Based on the advice on the wiki, the GlideRecord version should perform worse ostensibly due to having to load all of the properties on the user record.       However I found this:

GlideAjax vs client GlideRecord performance.png

Since the client GlideRecord is considerably easier to work with and only causes a negligible performance hit, I'm switching to using it in the future.

 

(The test was executed multiple times, each time against the same INC record, with a margin of error of about 6ms.   Occasionally the GlideRecord script even outperformed the GlideAjax script.     The outliers happened when the wait time became 4-5 time longer than normal at random intervals.)

9 REPLIES 9

Sure, anything involving multiple lookups would be well suited for a GlideAjax call, but simple requests could easily be handled by an async GlideRecord.

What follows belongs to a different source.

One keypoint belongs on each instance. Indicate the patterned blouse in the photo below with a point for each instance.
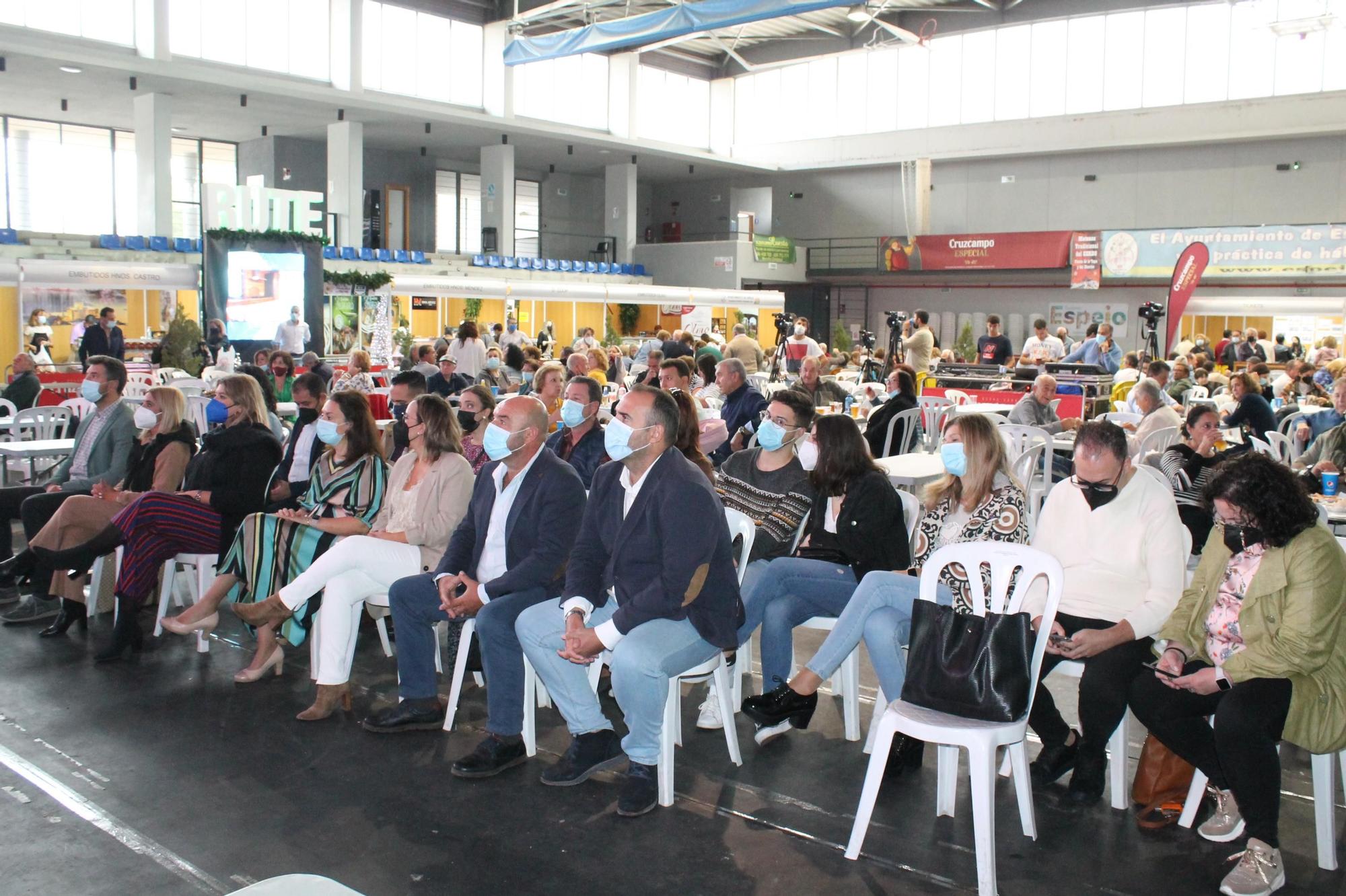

Case in point, the 2 out of box Client Scripts on the Incident table, "(BP) Set Location to User" and "Highlight VIP Caller".   They use getReference with a callback, which is pretty much the same thing as an async GlideRecord.   I don't like the fact they use 2 different lookups to get the info, but that's a completely different conversation - A Better "Best Practice" Client Script


Kalaiarasan Pus
Giga Sage

This has been our favorite topic in.our organization for the last one year. You are just seeing one side of the coin. Do a test for some complex query and post your result. There glide Ajax will.be the clear winner.   Also glide records has some issue where there is a conflicting ACL on.the table.


felixs
Tera Expert

Hello,



ServiceNow Jr Developer here, just wanted to ask what you used in order to test the actual performance of the calls in the bottom part of your post. I am in the   middle of trying to convince my team that System Properties is the way to go for scripting, but am being countered with the gs.getProperty() call will be too expensive (resource/time) and will affect performance in a workflow or a scenario that has to work with thousands of records. I think this is a good point, but Im doing more research, as from a programming perspective, I think System Properties are the way to go.



Any info/input/direction you can provide will be appreciated, thanks!


I would definitely go with a System Property - not a good idea to use hard-coded values.   The data is cached, so the difference should be negligible and far outweighed by the flexibility you get with a property.   A lot easier to update one property than hunting for all the instances of a hard-coded value.


odijk
Giga Expert

Yes, it works


Yes, it is easier


Yes, if the query is simple and doesn ´t return a lot of data the performance is similar



BUT



The code you create is not reusable.


You do send irrelevant information back: instead of only the relevant attributes, you send all information of the record(s) back.


You cannot always use it: As your dataset grows, it is possible that the resultset also grows and the page slows down.


You don ´t follow ServiceNow Best Practices. Because of this, future debuggers may be confused.